Die Vermittlung wirtschaftswissenschaftlichen Grundwissens und ökonomischer Bildung ist inzwischen unbestritten zu einer Aufgabe der Schulen geworden und in den Lehrplänen und Bildungsvereinbarungen aller Bundesländer verankert. Unterschiedliche Auffassungen gibt es jedoch erstens darüber, ob das Thema angemessen nur als eigenes Unterrichtsfach behandelt werden kann und zweitens, inwieweit es wertneutral, nach allen Seiten offen und multiperspektivisch dargestellt werden soll und kann.

Diese Studie untersucht nicht die schulische Praxis ökonomischer Bildung. Sie konzentriert sich vielmehr auf Schulbücher.

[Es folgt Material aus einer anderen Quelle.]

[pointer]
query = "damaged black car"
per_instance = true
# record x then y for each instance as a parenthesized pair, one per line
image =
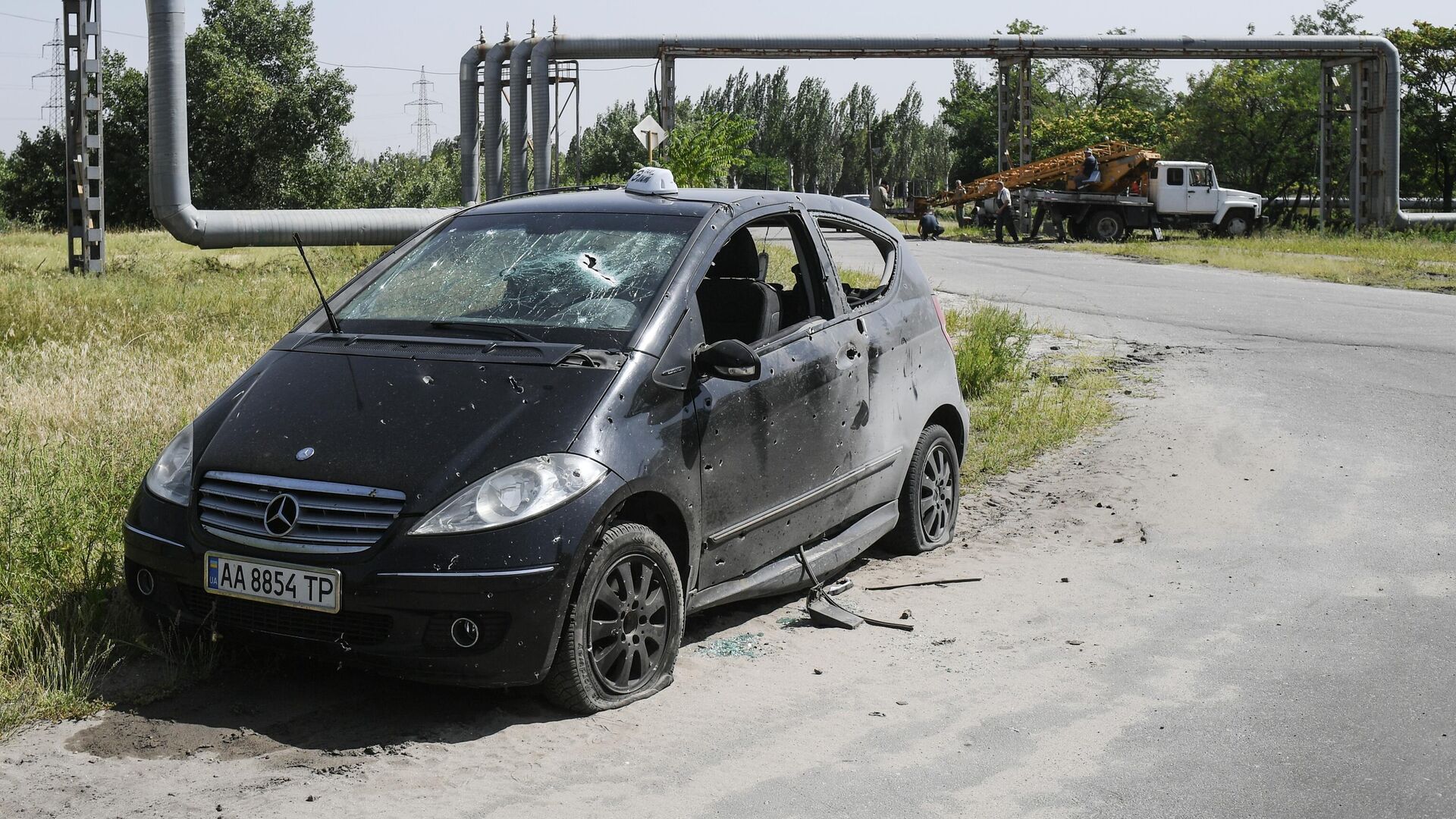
(523, 445)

Da diese wiederum weitestgehend den Lehrplanvorgaben der Länder folgen, lässt sich so erschließen, welche Wissensbestände und Wertemuster in Bezug auf wirtschaftliche Prozesse und Akteure in den Schulen gegenwärtig transportiert werden sollen. Die Studie folgt einem Auftrag der Initiative Neue Soziale Marktwirtschaft, die Darstellung von Unternehmern und Staat in deutschen, englischen und schwedischen Schulbüchern vergleichend zu untersuchen.